# Sentiment Analysis of Emotions

## Introduction

The aim of this project is to classify emotions from text data using four machine learning models: Naive Bayes, Logistic Regression, Random Forest, and Support Vector Machine (SVM). Sentiment analysis, in the context of emotion classification, involves categorizing text based on the emotional tone it conveys. This has wide applications in customer service, social media monitoring, and emotional intelligence systems.

#### Models Overview

* Naive Bayes: A probabilistic classifier based on Bayes' Theorem, Naive Bayes assumes that the features (words) in the data are independent given the class (emotion). It is efficient and performs well with high-dimensional data like text, making it an excellent choice for text classification tasks, especially when the data is noisy.

* Logistic Regression: This is a linear model for binary and multi-class classification problems. Logistic regression models the probability that a given input belongs to a particular class. It is a well-known and simple algorithm often used in text classification problems, particularly when the relationships between features and the target variable are assumed to be linear.

* Random Forest: An ensemble learning method that constructs multiple decision trees and merges them to get a more accurate and stable prediction. It works well for complex datasets and is less prone to overfitting compared to a single decision tree. Random Forest is known for handling a large number of features, making it suitable for text data with many dimensions.

* Support Vector Machine (SVM): A powerful classifier that works by finding the optimal hyperplane that separates the classes in high-dimensional space. SVM can efficiently handle both linear and non-linear data through kernel tricks, making it ideal for text data where class separation is complex.

#### Evaluation Metrics
In this project, we evaluate and compare the performance of the models using the following metrics:
* Accuracy: The percentage of correctly classified instances out of all instances.

* Precision: The ratio of correctly predicted positive instances to the total predicted positive instances, which indicates how reliable the model’s positive predictions are.

* Recall (Sensitivity): The ratio of correctly predicted positive instances to all actual positive instances, indicating how well the model identifies positive instances.

* F1 Score: The harmonic mean of precision and recall, providing a single metric to evaluate the balance between them.

* Confusion Matrix: A matrix that shows the true vs. predicted classifications for each emotion label, offering insight into model performance for each class.

We will evaluate these models on emotion-labeled datasets and compare their performance based on these metrics to identify the best-performing model for emotion classification.

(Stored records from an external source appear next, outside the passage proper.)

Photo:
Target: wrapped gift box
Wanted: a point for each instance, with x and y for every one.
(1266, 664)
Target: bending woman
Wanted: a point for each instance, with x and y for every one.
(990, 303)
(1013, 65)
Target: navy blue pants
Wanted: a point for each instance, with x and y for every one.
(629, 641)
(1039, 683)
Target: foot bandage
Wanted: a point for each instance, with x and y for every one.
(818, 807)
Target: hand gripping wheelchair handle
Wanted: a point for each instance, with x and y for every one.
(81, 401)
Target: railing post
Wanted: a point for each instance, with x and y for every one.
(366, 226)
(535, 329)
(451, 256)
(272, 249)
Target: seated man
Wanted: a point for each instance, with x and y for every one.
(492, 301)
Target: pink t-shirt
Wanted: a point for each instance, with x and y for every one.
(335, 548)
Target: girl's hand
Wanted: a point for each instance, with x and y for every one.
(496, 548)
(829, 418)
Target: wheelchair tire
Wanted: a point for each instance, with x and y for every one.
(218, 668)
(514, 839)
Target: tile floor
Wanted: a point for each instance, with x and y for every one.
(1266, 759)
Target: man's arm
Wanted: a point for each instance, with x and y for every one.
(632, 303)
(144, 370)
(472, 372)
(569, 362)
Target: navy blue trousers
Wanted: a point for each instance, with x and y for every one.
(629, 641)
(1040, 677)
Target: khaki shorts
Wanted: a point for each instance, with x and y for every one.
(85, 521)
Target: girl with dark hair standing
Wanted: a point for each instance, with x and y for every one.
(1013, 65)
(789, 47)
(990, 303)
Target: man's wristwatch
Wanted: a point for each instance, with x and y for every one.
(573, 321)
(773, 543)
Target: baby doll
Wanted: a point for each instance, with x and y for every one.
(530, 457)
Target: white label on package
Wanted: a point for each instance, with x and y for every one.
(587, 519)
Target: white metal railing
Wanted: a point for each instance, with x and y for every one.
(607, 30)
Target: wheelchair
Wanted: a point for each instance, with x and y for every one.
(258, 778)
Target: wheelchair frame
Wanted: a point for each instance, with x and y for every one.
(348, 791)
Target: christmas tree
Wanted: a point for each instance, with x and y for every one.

### 1. Importing Libraries and Loading Data

#### 1.1 Importing Libraries

In [None]:
# Importing necessary libraries
import pandas as pd
import numpy as np
import re
import matplotlib.pyplot as plt
import seaborn as sns
from bs4 import BeautifulSoup
from wordcloud import WordCloud

# Libraries for NLP and model building
import nltk
from nltk.corpus import stopwords

from sklearn.feature_extraction.text import TfidfVectorizer
from sklearn.model_selection import train_test_split
from sklearn.preprocessing import LabelEncoder
from sklearn.naive_bayes import MultinomialNB
from sklearn.svm import SVC
from sklearn.linear_model import LogisticRegression
from sklearn.ensemble import RandomForestClassifier

from sklearn.metrics import classification_report, accuracy_score, confusion_matrix

#### 1.2 Importing Dataset

In [None]:
# Load the test.txt dataset
df = pd.read_csv('./dataset/train.txt', names=['Text', 'Emotion'], sep=';')

In [None]:
# Display the first few rows of the dataset
df.head()

In [None]:
# Print the shape of the dataset (number of rows and columns)
print(df.shape)

### 2. Data Preprocessing

#### 2.1 Cleaning the Data

Remove the HTML tags, URL patters, unwanted patters, special characters and numbers, and removal of stopwords

In [None]:
# Function to clean the text
def clean_text(text):
    # Remove HTML tags using BeautifulSoup (in case some tags are still in text form)
    text = BeautifulSoup(text, "html.parser").get_text()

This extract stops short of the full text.